Airiana nodded, a little appalled that she still blurted out a defense for her mother, even when she knew better. "I know Marina should have gotten help, but she didn't, she turned to alcohol instead. Still, if I'd gone home several times a week instead of just weekends, she might have tried harder for me. She didn't start really drinking until I was already into my teens. I didn't even ask to go home more often because the more uncomfortable it got there, the easier it was to bury myself in my work. If I'd just noticed how hard it was on Marina and was even a little bit more compassionate . . ."
"You were a child, Airiana. A teenager with a mind that was demanding more knowledge every moment of the day," Blythe said.
"Now, looking back, I never said anything to my teachers about what my mother was doing because I was afraid they would keep me from seeing her--but they must have known. Right? They wouldn't have me working on the kinds of things I was without continually vetting my mother."

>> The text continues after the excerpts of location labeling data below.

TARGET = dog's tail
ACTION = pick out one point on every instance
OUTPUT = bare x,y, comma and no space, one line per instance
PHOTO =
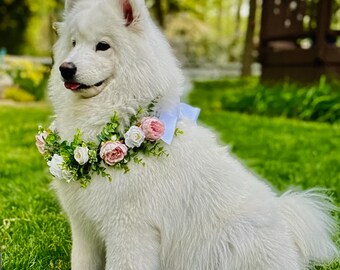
308,215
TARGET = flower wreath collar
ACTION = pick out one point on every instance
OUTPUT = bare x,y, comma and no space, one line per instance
78,160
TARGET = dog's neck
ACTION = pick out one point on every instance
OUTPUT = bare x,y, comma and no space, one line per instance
90,115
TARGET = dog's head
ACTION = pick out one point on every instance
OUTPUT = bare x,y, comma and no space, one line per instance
112,46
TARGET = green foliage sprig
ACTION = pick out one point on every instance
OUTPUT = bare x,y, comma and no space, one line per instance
78,160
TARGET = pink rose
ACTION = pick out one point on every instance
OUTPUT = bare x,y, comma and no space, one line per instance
40,141
113,152
153,128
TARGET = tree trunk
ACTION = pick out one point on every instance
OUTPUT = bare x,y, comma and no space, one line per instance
159,12
249,42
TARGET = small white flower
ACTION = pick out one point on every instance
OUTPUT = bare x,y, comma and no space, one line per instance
114,138
56,168
134,137
53,127
81,155
40,141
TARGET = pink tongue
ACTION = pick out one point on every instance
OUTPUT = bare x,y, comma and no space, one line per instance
72,86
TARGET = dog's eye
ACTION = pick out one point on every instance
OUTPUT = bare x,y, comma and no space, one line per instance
102,46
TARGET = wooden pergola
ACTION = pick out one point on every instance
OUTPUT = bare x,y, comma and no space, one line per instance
297,40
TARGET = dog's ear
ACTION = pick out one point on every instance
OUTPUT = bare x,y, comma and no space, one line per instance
131,10
69,4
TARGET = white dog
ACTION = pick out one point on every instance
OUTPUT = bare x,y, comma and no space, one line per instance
193,208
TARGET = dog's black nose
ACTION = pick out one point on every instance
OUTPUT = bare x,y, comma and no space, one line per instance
68,70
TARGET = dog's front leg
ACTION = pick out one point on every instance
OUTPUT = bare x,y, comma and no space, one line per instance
88,251
133,248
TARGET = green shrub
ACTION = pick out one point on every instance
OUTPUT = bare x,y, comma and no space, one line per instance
17,94
319,102
29,76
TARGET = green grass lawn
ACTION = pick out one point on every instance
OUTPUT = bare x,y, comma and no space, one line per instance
34,234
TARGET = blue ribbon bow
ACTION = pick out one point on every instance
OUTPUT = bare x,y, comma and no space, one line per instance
171,117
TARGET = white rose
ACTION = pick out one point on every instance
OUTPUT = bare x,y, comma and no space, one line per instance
56,169
81,155
134,137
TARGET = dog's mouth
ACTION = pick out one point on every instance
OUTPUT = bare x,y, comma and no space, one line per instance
76,86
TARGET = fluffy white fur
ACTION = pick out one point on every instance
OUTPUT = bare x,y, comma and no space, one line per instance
198,208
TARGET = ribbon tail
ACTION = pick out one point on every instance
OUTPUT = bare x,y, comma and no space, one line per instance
170,123
189,112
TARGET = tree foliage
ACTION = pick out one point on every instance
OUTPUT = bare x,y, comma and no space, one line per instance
14,18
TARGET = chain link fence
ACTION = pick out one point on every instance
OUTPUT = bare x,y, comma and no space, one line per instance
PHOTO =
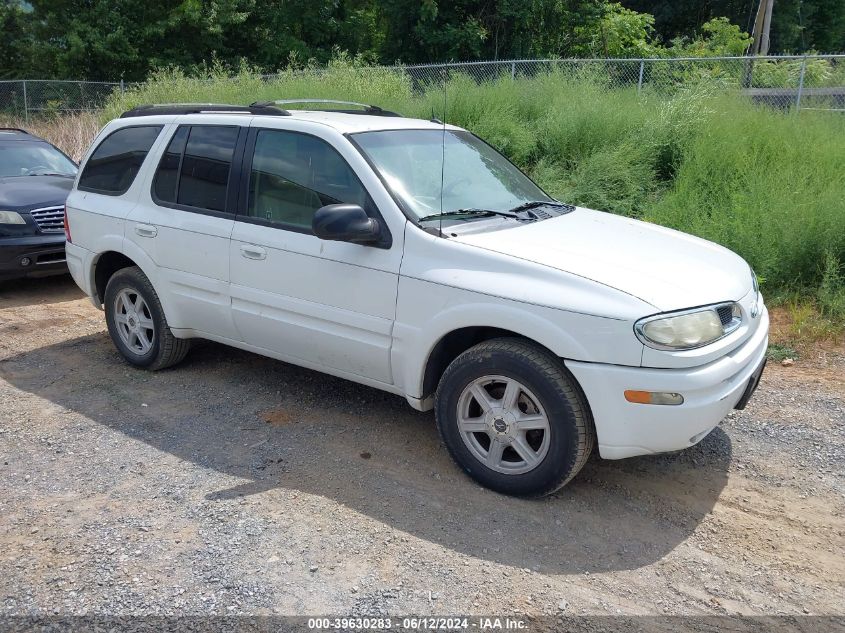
24,99
810,82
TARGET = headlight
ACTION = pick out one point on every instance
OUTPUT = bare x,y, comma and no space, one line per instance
10,217
691,328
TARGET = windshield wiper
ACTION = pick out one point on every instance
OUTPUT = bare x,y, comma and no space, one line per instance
537,203
472,212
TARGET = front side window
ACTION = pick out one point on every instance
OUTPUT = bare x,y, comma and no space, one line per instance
445,170
295,174
116,161
25,158
194,170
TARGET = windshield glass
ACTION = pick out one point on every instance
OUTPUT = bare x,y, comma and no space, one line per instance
474,175
22,158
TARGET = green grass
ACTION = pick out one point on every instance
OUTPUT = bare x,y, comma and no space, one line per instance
766,184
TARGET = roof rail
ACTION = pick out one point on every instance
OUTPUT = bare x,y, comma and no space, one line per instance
366,108
203,108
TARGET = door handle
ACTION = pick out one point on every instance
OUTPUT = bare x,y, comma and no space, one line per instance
146,230
253,252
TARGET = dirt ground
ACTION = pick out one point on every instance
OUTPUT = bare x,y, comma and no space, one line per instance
236,484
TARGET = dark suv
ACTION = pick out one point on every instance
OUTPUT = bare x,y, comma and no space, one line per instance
35,179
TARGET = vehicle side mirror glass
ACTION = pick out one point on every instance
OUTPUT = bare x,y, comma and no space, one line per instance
345,223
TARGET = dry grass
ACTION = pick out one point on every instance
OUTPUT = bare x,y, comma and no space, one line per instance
71,133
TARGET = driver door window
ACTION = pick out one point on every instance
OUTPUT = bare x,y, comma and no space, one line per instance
293,175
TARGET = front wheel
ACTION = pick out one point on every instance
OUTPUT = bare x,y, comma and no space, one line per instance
513,417
136,322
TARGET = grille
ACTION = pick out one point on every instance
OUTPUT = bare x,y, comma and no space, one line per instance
49,219
725,314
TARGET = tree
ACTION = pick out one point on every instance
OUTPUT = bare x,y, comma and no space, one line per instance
797,25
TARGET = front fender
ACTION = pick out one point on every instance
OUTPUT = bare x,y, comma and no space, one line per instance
427,312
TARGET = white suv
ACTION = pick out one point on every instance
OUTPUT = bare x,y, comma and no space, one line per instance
410,256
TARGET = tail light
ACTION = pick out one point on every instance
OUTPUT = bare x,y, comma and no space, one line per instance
67,228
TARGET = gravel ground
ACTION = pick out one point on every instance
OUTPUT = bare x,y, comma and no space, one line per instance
235,484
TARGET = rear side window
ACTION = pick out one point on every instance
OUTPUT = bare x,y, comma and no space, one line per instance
116,161
194,170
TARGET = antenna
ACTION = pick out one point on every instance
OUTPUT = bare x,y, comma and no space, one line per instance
443,150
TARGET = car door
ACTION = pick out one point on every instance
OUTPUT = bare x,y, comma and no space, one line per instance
186,221
320,303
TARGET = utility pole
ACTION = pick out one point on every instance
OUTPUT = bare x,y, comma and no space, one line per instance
762,28
760,38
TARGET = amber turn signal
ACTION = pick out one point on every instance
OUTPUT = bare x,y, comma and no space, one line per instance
653,397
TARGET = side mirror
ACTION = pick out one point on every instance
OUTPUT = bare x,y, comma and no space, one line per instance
345,223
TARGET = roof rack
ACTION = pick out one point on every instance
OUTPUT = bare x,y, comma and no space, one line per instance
366,108
203,108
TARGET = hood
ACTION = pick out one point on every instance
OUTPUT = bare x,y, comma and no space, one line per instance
666,268
21,193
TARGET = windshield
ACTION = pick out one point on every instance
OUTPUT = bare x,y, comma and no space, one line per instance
474,175
23,158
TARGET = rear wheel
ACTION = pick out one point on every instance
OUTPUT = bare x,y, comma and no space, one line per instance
137,324
513,417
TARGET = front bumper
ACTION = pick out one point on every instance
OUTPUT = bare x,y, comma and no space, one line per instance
710,391
32,256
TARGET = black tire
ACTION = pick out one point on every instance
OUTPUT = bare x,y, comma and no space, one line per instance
571,431
166,349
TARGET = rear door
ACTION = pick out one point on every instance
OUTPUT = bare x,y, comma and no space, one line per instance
322,303
186,222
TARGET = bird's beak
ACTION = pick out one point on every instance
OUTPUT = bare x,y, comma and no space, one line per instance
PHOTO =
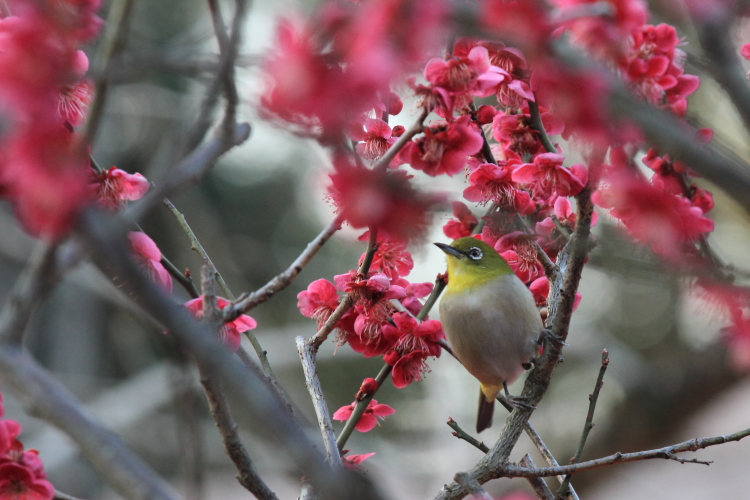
449,250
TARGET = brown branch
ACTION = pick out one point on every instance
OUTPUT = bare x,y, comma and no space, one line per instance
306,352
472,486
462,434
284,279
537,483
666,453
589,424
113,41
45,398
106,238
248,476
190,169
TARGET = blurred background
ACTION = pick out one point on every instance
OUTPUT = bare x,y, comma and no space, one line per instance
670,376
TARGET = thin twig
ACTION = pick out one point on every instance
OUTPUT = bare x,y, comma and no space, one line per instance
284,279
106,238
537,483
307,357
462,434
360,407
472,486
589,424
385,160
113,41
190,169
667,453
196,245
248,476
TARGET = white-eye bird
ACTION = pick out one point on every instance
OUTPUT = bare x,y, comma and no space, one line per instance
489,317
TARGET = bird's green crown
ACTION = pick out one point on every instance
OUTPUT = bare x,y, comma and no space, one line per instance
472,263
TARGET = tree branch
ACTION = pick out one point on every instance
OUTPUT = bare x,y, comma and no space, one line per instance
589,424
106,238
284,279
307,355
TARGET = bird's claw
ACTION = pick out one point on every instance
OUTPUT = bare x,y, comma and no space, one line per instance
549,335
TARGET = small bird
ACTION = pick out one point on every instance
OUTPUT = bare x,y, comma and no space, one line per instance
490,319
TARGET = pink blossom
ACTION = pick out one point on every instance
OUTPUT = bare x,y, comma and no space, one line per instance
383,200
547,176
444,149
19,483
377,138
115,186
352,462
148,256
409,335
463,224
407,368
493,183
318,301
229,334
369,418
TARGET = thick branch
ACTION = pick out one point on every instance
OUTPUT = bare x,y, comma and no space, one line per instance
250,394
307,356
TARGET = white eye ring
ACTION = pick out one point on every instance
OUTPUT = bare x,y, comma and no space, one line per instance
474,253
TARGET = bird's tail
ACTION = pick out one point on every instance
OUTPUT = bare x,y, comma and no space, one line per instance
486,407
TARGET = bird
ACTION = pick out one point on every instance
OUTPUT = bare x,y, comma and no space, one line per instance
490,319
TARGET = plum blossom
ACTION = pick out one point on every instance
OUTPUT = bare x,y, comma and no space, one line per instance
318,301
148,256
369,418
115,186
443,149
463,224
229,334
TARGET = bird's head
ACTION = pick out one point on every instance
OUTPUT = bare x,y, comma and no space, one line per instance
472,262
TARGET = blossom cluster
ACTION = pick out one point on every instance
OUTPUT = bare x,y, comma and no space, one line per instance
21,471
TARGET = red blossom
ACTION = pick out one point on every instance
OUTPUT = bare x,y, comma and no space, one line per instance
19,483
115,186
377,138
407,368
391,257
444,149
229,334
352,461
318,301
663,221
148,256
548,177
463,224
409,335
494,183
369,418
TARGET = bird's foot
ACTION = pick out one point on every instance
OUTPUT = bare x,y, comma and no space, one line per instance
518,402
549,335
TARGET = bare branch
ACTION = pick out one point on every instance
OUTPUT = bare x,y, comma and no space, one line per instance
537,483
462,434
190,169
249,392
472,486
306,352
666,453
589,424
284,279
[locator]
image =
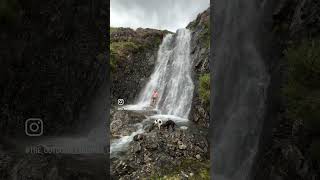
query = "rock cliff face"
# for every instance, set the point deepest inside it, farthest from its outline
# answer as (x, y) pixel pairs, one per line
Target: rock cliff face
(155, 153)
(200, 48)
(133, 57)
(291, 150)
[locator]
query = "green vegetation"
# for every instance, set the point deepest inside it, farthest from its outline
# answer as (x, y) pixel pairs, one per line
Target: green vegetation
(205, 35)
(200, 170)
(302, 90)
(204, 87)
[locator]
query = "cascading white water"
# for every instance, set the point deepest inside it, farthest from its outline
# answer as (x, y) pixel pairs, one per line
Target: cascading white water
(171, 77)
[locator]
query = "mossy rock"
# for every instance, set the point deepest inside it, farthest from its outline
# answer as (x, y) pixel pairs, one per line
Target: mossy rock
(302, 89)
(204, 87)
(200, 170)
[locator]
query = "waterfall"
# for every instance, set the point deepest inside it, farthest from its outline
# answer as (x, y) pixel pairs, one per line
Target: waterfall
(171, 76)
(240, 80)
(172, 79)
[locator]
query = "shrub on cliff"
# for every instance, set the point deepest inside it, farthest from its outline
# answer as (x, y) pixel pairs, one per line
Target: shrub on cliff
(302, 90)
(204, 87)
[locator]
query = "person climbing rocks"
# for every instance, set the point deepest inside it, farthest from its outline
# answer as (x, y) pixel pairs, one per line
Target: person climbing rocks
(154, 98)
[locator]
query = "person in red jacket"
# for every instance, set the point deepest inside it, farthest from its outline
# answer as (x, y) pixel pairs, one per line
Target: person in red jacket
(154, 98)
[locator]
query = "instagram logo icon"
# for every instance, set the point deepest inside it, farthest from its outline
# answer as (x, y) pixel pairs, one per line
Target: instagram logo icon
(34, 127)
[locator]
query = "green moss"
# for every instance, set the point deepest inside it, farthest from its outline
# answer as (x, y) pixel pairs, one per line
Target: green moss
(204, 87)
(302, 89)
(205, 35)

"Which is why you believe there was some kind of conspiracy and your own government murdered your mother," Lissa said.
Airiana nodded, biting at her fingernail. "I know it sounds insane. Maybe I think too much. I rarely sleep that well and I told you, my mind works on problems all the time. My mother's murder never added up for me. Even if a foreign agent came in contact with her--and how would they know I was at that top secret school--wouldn't it make more sense to wait for me to come home and then grab me? I would have told them anything they wanted to know to protect her."
Lexi nodded in understanding, tears welling up. "We do anything we can to protect the people we love."
Airiana put her hand gently over Lexi's. "I'm sorry, baby. I don't mean to bring up bad memories."
"I'm upset for you, Airiana," Lexi insisted. "You're right. It doesn't make sense to murder your mother over money for your work when they could just as easily have grabbed you."
"So what happened?" Blythe said. "With your project?"
"I wasn't finished, not nearly finished. They took me back to the school and essentially I was 'locked down' for my own protection. They didn't let me see anyone other than a psychiatrist they brought in. I didn't talk to her. I stopped working, and everyone was upset and in an uproar. The psychiatrist tried to tell me throwing myself back into my work would be good for me, but I told her I couldn't think, that the trauma of finding my mother like that had done something to my mind. I just couldn't cope.